Trials and Command (The Roumaterra Chronicles #5)
PROLOGUE
Sakura
The tiny gear’s teeth bit into Sakura’s fingers as she carefully lined it up. The timekeeping function was working properly, but the bell kept ringing at five minutes—
“What does that do?”
She swatted her fourteen-year-old brother’s hand away. “No touching, Hari. If you damage something, it won’t wake you at the right time.”
“Don’t pretend you’re doing this for me,” he laughed. “All I did was complain that the servants let me sleep too late. You decided to make a clock with an alarm because you wanted to tinker.”
“Careful, Hari. Words like that will convince Dai I’m heartless,” she said coolly, hiding a smile as she swiped a few of her straight black hairs out of her face.
“And then he may spread word of my un-princess-like hobby. Mother would have a heart attack, the people would revolt, and Father would have to promise the throne of Ryuni to you to calm them.”
“Don’t even joke about such things.” Hari gave a theatrical shudder. “Me, king? Perish the thought, and long live the future Queen Sakura.”
“Don’t worry, Your Highness, I’ll never tell,” Daichi, Hari’s seventeen-year-old guard, assured her with a warm smile. “It is my sworn duty to protect Prince Hatori, after all.”

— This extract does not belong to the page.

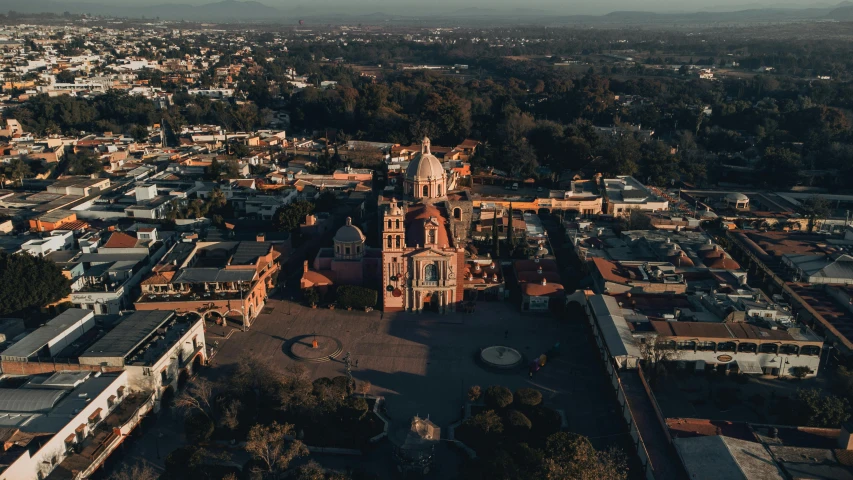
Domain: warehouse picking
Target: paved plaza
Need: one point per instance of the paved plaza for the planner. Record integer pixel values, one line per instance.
(423, 364)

She resisted the urge to smile back or turn and admire the way he filled out his uniform.
Hari might consider Daichi a friend, unseemly as that was, but she couldn’t let herself dwell too much on the young guard’s kind smile or his encouraging words for her unorthodox interests.
If she wanted to be queen someday, she had to meet two basic criteria. First, she had to be married.
And second: the man she married could not be common.
Since she was only seventeen, she had plenty of time to figure out the marriage part, but she needed to make sure she kept her focus where it belonged. Among the gentlemen at court.
Not her brother’s dark-eyed guard.
Setting her tools on her workbench, Sakura stood and brushed her hands on her apron. “I will have to finish later,” she said briskly, hanging her apron on its nail. “It is time to prepare for the audience this afternoon.”
“Why? You just stand there and listen while the people voice complaints.”
“It’s more than that, and you know it,” Sakura replied, peering into the mirror she kept in her workroom. Good; no smudges on her face this time. Though the loose hairs were a problem. “The people need confidence in their future queen. I must make the most of every opportunity.”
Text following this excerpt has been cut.